Photographer Inspired to Save and Preserve Fodice School
Houston County Courier - August 2008

The Fodice Foundation is a grassroots organization currently seeking non-profit status to save and preserve a rapidly deteriorating piece of Texas History--namely the one-story Fodice School, about all that remains of a once thriving community.
Co-founder of the organization and photographer Katy Anderson grew up not far from Fodice in Lovelady, where she graduated from Lovelady High School. According to her, she found "instant inspiration" when she was first shown the place over 13 years ago.
Ms. Anderson began shooting there in high school and fell in love with the building and its interesting history.
Over the years, she has used this building as her artistic sanctuary and credits her unique style of photography to the countless hours she has spent exploring and experimenting with her creative instincts there.
She writes, "When I found it, the classrooms were full of desks, the shelves were crammed with books and it felt very much like a time capsule."
The community of Fodice was a freedmen's town that developed in rural East Texas following the Civil War.  Some sources maintain that the town's name came from "four dice," a favorite dice game of the early inhabitants.
Never incorporated or platted, and still located along the original unimproved dirt road, Fodice is nestled in the piney woods just a few miles from the Davy Crockett National Forest.
It was designated as a historic landmark in Houston County in 1997.  The Fodice community school began operating in the 1880s and was housed in the local Methodist Church until about 1900 when a proper schoolhouse was built west of the church.
By 1914 Fodice had two general stores, a cotton gin, a gristmill, a Masonic hall and a post office.

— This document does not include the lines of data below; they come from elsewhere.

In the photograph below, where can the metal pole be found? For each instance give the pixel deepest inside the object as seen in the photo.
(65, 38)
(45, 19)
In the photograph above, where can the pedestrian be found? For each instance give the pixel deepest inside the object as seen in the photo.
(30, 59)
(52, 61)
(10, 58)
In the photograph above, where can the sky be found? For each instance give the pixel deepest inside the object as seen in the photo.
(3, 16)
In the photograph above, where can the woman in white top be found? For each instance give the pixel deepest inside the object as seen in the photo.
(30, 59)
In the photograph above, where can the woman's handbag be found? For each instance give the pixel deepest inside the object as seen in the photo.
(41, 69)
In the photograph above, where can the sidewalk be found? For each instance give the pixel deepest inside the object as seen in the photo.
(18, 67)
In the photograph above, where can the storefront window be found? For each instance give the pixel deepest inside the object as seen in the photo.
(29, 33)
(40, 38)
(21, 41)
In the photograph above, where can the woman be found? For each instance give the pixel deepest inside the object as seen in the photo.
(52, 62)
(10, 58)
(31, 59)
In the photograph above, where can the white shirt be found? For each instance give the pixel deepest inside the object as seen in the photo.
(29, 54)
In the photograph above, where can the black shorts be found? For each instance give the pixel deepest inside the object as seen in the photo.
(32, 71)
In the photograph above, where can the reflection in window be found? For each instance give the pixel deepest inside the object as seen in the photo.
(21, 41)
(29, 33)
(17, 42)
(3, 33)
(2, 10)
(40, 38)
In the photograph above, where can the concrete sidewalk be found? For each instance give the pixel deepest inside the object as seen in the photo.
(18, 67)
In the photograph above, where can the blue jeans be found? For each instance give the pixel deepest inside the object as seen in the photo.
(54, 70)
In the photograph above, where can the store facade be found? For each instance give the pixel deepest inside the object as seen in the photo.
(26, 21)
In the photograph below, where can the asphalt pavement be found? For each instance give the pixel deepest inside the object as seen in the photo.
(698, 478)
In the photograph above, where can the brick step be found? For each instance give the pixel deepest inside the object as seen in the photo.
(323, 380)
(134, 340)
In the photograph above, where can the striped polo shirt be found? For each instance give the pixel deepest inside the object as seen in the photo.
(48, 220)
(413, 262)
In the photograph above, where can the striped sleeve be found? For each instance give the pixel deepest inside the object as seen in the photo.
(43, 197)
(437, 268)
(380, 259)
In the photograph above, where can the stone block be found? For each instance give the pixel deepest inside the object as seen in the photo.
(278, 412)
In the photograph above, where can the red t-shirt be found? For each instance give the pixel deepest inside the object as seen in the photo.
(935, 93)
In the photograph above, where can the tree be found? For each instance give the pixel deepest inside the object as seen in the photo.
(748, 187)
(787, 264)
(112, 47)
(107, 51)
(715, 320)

Between 1938 and 1940 improvements were made to the school building through the Works Projects Administration or WPA.  The new school was in use from 1940 up to the early 1960s and had an average enrollment estimated at 250 pupils until desegregation forced its students to consolidate into other area schools.       
"Being a photographer, it's easy to understand why I would be drawn to such a place but my personal history and love for this building runs deeper than simply admiring it for its obvious beauty," explained Ms. Anderson.
"It has been both my studio and my classroom.  It was within its walls that I was able to think quietly, undisturbed and without distraction, surrounded by beautiful things of a past I would have otherwise known nothing of."
The Fodice community's population dwindled over the ensuing years.  The post office was closed in 1966 and the Fodice School itself became property of the Groveton Independent School District upon consolidation.
The school was then leased back to the people of Fodice to use as a community center.  But with its residents slowly migrating to neighboring towns for work and school, there were few left to take care of the school and it has remained unused and un-maintained for close to 30 years now.
The Fodice Foundation is envisioned as a not-for-profit community service organization having three distinct phases of growth.  The phased growth process allows the foundation time to raise the needed funds to complete each step required in preparing the Fodice School to be a functioning art facility.
The first step-Phase 1 is to promote awareness of the foundation and to raise the funds that are needed to proceed to Phase 2, Stabilization/Restoration.
The funding will come from many sources including private donations, historical preservation grants, state and federal arts grants and also from public fundraising events.
The foundation's goal is to raise $100,000 to begin Phase 2 Promotions and fundraising will continue throughout this stage.  The projected cost to complete Phase 2 is $500,000.
Phase 3 marks the completion of restoration and begins the launch of the residency program.  The foundation will accept proposals for the first session of residency, and start its planned operations that include exhibitions by residents and local artists, performances by residents, fundraising and ticketed events, informal lectures, and community classes.
Ms. Anderson concluded, "It was here that I taught myself to be a good photographer.  For these reasons, saving the Fodice School and preserving it for others to use as I have is very important to me and something I feel I was put here to do."